By revealing the realities of those who are otherwise left invisible, Equality Insights provides an evidence base for policy-makers, women’s rights organisations and their communities and other advocates for equality and justice. This is a foundation for IWDA’s advocacy for, and contribution to, better gender data to achieve equality, rights, opportunities and freedom for individuals and communities. IWDA joins with women’s rights organisations, movements, and other advocates in working for the changes that will make this possible. Data plays an essential role in revealing inequalities and the barriers that sustain them.
Equality Insights is a vehicle for transformative, systemic change and builds on IWDA’s commitment to shifting systems and structures, behaviours and attitudes, data and analysis, that stand in the way of equality for all.
The intersecting relationships between gender, disability and poverty mean that women with disabilities face even greater disadvantage and often fall through the cracks when it comes to research and resources. Women with disabilities are frequently marginalised from development activities, not counted in research and are not well served by disability or gender-focused organisations. But with little to no data on the lived experiences of Cambodian women with disabilities it is incredibly difficult to address this. IWDA partnered with Banteay Srei, CBM Australia, Cambodia Disabled Persons Organisation and Monash University to complete a three year study looking at the links between disability and violence for women in Cambodia.

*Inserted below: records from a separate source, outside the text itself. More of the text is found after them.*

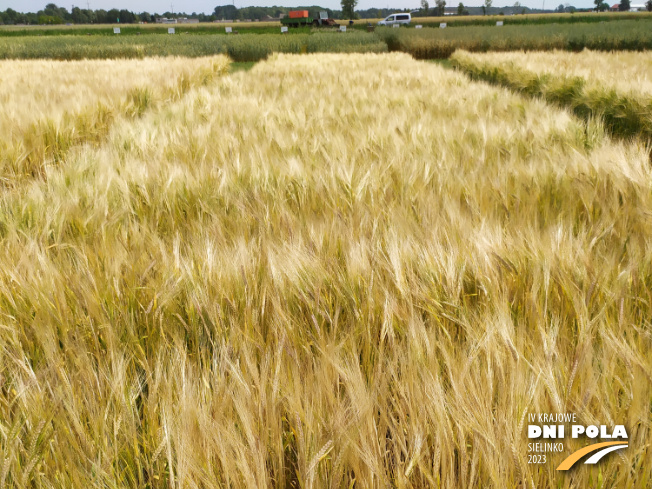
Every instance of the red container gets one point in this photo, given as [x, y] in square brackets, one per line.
[298, 14]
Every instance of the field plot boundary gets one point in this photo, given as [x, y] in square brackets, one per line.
[624, 115]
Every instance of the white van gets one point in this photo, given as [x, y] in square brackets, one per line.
[396, 19]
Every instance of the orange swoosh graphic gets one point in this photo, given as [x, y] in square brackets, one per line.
[575, 456]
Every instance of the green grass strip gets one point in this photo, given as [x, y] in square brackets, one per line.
[623, 115]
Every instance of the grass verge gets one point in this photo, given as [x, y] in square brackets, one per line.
[624, 115]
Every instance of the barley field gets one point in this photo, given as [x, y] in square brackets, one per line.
[614, 87]
[49, 106]
[627, 72]
[333, 270]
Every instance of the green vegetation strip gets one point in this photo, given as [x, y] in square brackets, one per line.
[427, 43]
[237, 47]
[623, 115]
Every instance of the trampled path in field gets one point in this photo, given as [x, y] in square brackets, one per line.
[328, 271]
[613, 88]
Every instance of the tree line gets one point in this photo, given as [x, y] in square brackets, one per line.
[52, 14]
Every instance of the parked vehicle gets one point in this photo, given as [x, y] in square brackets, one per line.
[396, 19]
[296, 18]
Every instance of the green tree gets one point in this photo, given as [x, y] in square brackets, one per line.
[348, 8]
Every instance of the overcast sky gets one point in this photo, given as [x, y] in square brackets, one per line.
[207, 6]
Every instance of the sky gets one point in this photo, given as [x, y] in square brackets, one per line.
[207, 6]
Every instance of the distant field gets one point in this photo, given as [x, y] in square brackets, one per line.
[426, 43]
[237, 47]
[274, 27]
[332, 270]
[631, 35]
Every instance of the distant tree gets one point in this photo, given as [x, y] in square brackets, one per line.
[228, 12]
[113, 16]
[601, 5]
[348, 8]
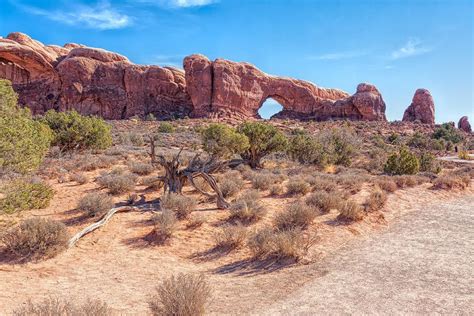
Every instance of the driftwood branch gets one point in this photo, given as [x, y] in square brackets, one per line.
[100, 223]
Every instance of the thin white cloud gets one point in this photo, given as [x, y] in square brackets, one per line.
[413, 47]
[338, 55]
[100, 16]
[178, 3]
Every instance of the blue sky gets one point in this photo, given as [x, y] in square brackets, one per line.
[397, 45]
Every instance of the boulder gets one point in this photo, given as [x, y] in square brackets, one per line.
[421, 109]
[464, 124]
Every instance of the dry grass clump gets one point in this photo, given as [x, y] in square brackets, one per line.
[35, 238]
[141, 168]
[79, 178]
[247, 208]
[58, 307]
[323, 201]
[196, 221]
[165, 225]
[387, 184]
[180, 204]
[276, 189]
[350, 212]
[95, 204]
[451, 181]
[230, 186]
[230, 237]
[376, 200]
[275, 244]
[117, 181]
[181, 295]
[322, 183]
[296, 215]
[22, 195]
[297, 187]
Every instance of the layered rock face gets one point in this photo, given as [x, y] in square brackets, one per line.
[95, 81]
[421, 108]
[226, 88]
[90, 80]
[464, 124]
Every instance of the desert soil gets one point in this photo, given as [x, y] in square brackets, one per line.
[411, 254]
[424, 264]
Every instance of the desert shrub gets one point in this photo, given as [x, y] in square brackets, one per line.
[448, 132]
[141, 168]
[79, 178]
[297, 187]
[230, 237]
[35, 238]
[164, 224]
[117, 182]
[387, 184]
[406, 181]
[451, 181]
[165, 127]
[178, 203]
[276, 189]
[264, 139]
[74, 131]
[393, 138]
[464, 155]
[247, 208]
[24, 142]
[307, 150]
[340, 145]
[350, 212]
[403, 162]
[196, 221]
[322, 183]
[286, 244]
[428, 163]
[58, 307]
[296, 215]
[183, 295]
[230, 186]
[323, 201]
[23, 195]
[376, 200]
[95, 204]
[223, 141]
[263, 180]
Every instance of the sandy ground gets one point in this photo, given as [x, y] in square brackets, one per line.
[117, 265]
[424, 264]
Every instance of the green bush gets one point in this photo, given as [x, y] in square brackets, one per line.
[448, 132]
[23, 141]
[428, 163]
[165, 127]
[223, 141]
[340, 145]
[36, 238]
[22, 195]
[403, 162]
[264, 139]
[74, 131]
[307, 150]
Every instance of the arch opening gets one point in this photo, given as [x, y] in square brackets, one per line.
[269, 108]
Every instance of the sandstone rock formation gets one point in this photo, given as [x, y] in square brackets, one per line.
[89, 80]
[464, 124]
[421, 108]
[95, 81]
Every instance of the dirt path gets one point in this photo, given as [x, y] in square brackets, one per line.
[424, 264]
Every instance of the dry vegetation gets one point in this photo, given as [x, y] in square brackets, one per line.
[277, 212]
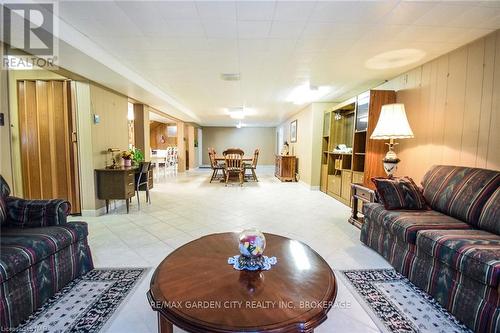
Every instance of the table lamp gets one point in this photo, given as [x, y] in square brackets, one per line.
[392, 124]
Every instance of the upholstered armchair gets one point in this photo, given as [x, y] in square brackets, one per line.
[58, 253]
[22, 213]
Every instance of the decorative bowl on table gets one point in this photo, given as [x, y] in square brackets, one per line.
[251, 245]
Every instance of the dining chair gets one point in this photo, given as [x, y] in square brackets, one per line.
[234, 164]
[216, 166]
[233, 151]
[141, 183]
[253, 166]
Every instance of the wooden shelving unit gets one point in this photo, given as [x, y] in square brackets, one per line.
[351, 124]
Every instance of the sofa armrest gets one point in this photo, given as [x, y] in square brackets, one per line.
[24, 213]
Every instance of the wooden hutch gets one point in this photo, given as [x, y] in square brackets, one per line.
[349, 126]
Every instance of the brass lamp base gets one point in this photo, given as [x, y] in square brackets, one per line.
[390, 160]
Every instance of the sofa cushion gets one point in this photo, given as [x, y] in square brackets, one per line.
[21, 248]
[399, 193]
[3, 211]
[460, 192]
[489, 219]
[405, 224]
[4, 187]
[474, 253]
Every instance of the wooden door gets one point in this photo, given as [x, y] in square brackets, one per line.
[47, 131]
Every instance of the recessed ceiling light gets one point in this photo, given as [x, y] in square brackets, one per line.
[395, 58]
[230, 76]
[236, 112]
[307, 93]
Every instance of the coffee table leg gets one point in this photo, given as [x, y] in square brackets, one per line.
[164, 326]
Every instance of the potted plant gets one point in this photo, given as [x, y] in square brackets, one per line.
[127, 156]
[137, 156]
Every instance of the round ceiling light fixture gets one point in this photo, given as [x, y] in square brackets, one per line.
[395, 58]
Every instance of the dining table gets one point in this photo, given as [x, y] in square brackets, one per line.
[244, 159]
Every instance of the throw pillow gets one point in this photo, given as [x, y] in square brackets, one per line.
[399, 193]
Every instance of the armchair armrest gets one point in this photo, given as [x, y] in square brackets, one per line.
[24, 213]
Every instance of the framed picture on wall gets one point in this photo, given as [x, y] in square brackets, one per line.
[293, 131]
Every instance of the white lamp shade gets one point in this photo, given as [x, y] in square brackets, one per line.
[392, 123]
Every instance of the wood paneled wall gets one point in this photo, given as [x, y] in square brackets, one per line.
[47, 129]
[157, 130]
[453, 106]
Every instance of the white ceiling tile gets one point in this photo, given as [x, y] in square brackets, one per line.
[407, 12]
[183, 47]
[254, 29]
[287, 29]
[255, 10]
[220, 28]
[183, 28]
[225, 10]
[484, 16]
[352, 11]
[318, 29]
[441, 15]
[179, 10]
[293, 10]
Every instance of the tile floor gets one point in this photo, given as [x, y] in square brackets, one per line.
[186, 206]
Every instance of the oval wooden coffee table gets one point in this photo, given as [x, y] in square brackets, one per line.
[195, 288]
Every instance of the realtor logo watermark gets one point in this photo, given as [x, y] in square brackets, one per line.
[28, 31]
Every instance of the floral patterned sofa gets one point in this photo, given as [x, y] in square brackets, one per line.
[40, 252]
[451, 250]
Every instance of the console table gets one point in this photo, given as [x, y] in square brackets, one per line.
[118, 184]
[285, 168]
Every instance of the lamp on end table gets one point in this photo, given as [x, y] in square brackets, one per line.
[392, 124]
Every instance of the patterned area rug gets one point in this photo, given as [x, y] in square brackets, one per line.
[85, 304]
[396, 305]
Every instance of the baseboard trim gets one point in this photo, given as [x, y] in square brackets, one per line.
[311, 187]
[113, 205]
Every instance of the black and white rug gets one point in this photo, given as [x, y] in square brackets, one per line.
[86, 303]
[397, 305]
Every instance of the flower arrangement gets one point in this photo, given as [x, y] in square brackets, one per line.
[132, 155]
[127, 155]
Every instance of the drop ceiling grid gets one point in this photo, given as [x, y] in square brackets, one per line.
[183, 47]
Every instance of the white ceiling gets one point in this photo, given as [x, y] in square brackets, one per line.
[181, 48]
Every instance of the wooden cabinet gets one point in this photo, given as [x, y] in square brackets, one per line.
[346, 185]
[118, 184]
[347, 153]
[285, 168]
[334, 185]
[324, 177]
[360, 194]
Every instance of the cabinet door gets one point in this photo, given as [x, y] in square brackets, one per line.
[334, 184]
[324, 177]
[346, 184]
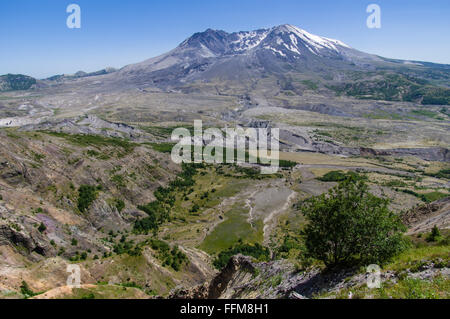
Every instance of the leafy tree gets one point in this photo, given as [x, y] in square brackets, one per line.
[435, 235]
[257, 251]
[86, 195]
[26, 290]
[348, 224]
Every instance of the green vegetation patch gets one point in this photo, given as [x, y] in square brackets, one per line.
[97, 141]
[235, 228]
[257, 251]
[339, 176]
[87, 194]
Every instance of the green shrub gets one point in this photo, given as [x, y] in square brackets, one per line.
[257, 251]
[348, 224]
[435, 235]
[86, 196]
[26, 290]
[339, 176]
[42, 228]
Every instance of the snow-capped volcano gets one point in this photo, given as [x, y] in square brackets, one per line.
[282, 40]
[216, 54]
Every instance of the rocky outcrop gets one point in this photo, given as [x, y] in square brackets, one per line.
[429, 154]
[424, 217]
[26, 243]
[243, 278]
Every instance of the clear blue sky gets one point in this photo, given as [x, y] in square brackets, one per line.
[35, 40]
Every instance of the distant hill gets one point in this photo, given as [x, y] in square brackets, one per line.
[15, 82]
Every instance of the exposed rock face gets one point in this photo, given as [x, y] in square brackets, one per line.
[423, 218]
[89, 124]
[244, 279]
[32, 241]
[430, 154]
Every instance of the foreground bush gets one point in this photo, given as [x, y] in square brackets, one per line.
[350, 225]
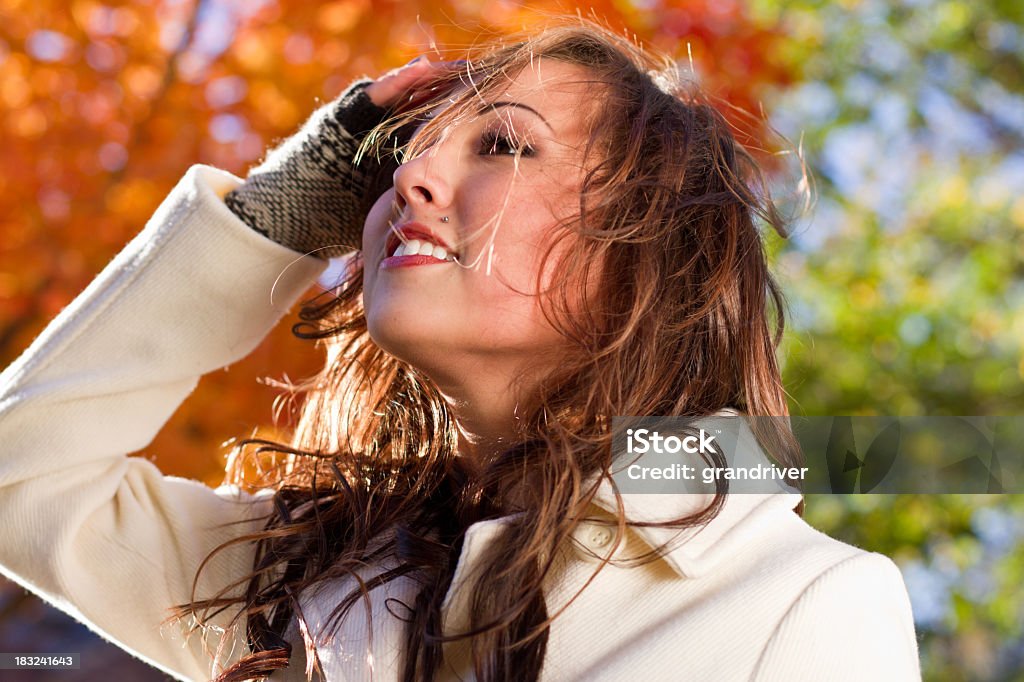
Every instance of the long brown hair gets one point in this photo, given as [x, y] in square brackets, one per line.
[683, 320]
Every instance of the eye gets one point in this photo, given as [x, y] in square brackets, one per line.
[498, 143]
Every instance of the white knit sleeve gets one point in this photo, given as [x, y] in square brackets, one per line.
[852, 624]
[108, 538]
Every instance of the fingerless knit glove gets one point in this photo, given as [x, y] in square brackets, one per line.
[308, 195]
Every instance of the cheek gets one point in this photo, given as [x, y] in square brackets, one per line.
[376, 225]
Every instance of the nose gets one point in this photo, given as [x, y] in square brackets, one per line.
[420, 184]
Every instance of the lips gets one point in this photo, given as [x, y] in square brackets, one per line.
[415, 240]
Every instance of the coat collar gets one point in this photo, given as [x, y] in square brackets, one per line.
[742, 519]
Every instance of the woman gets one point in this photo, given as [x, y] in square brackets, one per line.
[568, 239]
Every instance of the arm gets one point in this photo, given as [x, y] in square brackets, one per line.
[108, 538]
[852, 623]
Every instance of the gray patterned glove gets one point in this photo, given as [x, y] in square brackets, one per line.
[307, 195]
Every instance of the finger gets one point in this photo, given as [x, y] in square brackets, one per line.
[389, 88]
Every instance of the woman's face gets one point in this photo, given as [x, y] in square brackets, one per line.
[496, 213]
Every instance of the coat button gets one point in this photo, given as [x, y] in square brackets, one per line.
[592, 540]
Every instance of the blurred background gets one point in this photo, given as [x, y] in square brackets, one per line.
[905, 283]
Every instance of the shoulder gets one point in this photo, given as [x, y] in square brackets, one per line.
[848, 614]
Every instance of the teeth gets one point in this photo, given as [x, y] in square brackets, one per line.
[412, 248]
[422, 248]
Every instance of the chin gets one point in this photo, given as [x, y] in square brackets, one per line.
[410, 343]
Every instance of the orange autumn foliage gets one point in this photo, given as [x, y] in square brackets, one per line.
[103, 105]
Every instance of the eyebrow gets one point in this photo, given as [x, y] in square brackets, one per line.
[516, 104]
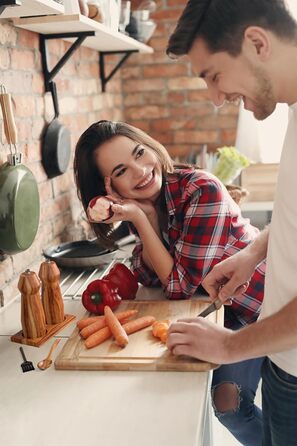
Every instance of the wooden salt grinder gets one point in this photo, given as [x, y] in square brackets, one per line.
[32, 313]
[51, 292]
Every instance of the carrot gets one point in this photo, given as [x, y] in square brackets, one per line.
[82, 323]
[130, 327]
[160, 329]
[115, 327]
[158, 324]
[98, 337]
[101, 323]
[138, 324]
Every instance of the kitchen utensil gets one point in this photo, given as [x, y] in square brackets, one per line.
[84, 253]
[19, 197]
[47, 362]
[216, 305]
[56, 147]
[32, 313]
[52, 299]
[27, 366]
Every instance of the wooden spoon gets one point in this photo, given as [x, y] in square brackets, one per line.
[47, 362]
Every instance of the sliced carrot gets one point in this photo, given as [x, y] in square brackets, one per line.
[158, 325]
[130, 327]
[98, 337]
[138, 324]
[160, 329]
[82, 323]
[101, 323]
[115, 327]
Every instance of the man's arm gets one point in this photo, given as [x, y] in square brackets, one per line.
[209, 342]
[230, 277]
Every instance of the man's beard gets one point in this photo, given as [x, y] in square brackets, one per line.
[264, 102]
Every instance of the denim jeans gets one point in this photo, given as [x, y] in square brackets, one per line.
[245, 421]
[279, 402]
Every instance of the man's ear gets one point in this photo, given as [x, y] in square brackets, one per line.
[256, 40]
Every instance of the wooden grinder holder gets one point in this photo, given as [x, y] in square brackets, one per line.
[38, 316]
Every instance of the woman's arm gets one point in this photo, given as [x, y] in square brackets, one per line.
[237, 270]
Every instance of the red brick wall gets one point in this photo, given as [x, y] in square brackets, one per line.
[163, 98]
[151, 92]
[81, 103]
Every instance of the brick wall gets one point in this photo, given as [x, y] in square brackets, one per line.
[163, 98]
[81, 103]
[152, 92]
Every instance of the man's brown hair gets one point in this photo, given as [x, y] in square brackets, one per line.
[221, 24]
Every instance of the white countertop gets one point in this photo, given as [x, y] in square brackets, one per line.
[74, 408]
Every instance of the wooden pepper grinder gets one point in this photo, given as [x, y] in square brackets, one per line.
[32, 313]
[51, 292]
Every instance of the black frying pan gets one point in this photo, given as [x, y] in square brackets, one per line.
[84, 253]
[56, 148]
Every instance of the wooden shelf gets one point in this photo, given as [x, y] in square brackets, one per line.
[33, 8]
[104, 40]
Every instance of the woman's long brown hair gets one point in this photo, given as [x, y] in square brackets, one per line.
[90, 182]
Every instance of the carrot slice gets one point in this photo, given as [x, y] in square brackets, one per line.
[138, 324]
[82, 323]
[130, 327]
[101, 323]
[115, 327]
[160, 329]
[98, 337]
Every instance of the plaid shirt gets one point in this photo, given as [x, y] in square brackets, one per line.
[205, 226]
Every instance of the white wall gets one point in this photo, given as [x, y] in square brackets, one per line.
[262, 141]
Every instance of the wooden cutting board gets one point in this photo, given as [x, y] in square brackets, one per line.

The research showed that while women with disabilities face similar levels of violence from partners to women without disabilities, they experience much higher levels of emotional, physical and sexual violence by other family members. Women with disabilities were much more likely to be insulted, made to feel bad about themselves, belittled, intimidated, and were five times more likely to experience sexual violence at the hands of a family member. They were also less likely to disclose and seek help following violence.